= Eustathios (governor of the Cibyrrhaeot Theme) =

Eustathios (Εὐστάθιος) was the Byzantine governor (strategos) of the Cibyrrhaeot Theme in ca. 909–912.

Eustathios is only mentioned by the De Administrando Imperio, a work compiled in the middle of the 10th century by Constantine VII Porphyrogennetos. According to it, in approximately 909/910, he was protospatharios, asekretis, and ek prosopou of the Cibyrrhaeot Theme. Use of the title ek prosopou ("representative") is ambiguous in the sources, and modern scholars suggest that he was actually the military governor (strategos) of the Cibyrrhaeots, rather than the governor's deputy. He came into conflict with the katepano of the Mardaites, a certain Staurakios Platys. Although both were proteges of the powerful logothetes tou dromou, Himerios, Eustathios clashed with Staurakios over their jurisdiction, as the latter held his appointment directly from the emperor and was wont to disregard the instructions of the theoretically superior strategos.

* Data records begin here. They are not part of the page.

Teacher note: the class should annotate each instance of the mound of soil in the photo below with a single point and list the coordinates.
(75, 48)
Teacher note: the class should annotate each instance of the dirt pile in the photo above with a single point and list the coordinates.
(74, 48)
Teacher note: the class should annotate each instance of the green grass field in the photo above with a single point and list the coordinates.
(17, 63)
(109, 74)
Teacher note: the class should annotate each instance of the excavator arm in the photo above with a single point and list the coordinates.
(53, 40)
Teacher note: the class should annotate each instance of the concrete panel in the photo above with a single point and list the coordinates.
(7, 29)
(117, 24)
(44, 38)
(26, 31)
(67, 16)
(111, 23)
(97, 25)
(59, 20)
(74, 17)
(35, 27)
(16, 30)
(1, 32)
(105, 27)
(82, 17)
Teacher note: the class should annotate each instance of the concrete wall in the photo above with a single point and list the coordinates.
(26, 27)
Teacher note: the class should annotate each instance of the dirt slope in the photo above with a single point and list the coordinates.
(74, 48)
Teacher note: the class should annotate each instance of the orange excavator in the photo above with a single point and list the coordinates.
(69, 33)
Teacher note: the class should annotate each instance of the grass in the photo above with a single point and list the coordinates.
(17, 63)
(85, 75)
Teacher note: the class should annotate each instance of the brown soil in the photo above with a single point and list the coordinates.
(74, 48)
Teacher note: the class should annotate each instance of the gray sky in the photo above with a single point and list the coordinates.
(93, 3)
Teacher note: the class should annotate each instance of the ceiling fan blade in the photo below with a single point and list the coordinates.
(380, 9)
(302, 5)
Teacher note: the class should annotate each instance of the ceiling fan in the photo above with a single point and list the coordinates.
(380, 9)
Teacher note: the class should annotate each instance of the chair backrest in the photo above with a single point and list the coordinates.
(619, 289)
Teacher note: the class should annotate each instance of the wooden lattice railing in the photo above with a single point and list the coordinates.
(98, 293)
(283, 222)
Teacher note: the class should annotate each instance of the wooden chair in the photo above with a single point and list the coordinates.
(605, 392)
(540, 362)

After remonstrances to Emperor Leo VI the Wise, Staurakios was recalled, and his authority transferred to Eustathios.

As Eustathios remained in office until late 912, when he was replaced by Emperor Alexander with the protospatharios Niketas, he is most likely to be identified with the anonymous strategos of the Cibyrrhaeots who was responsible for the equipment of a fleet and crews in preparation for Himerios' great naval expedition in 911, directed against the Emirate of Crete or the coasts of Syria.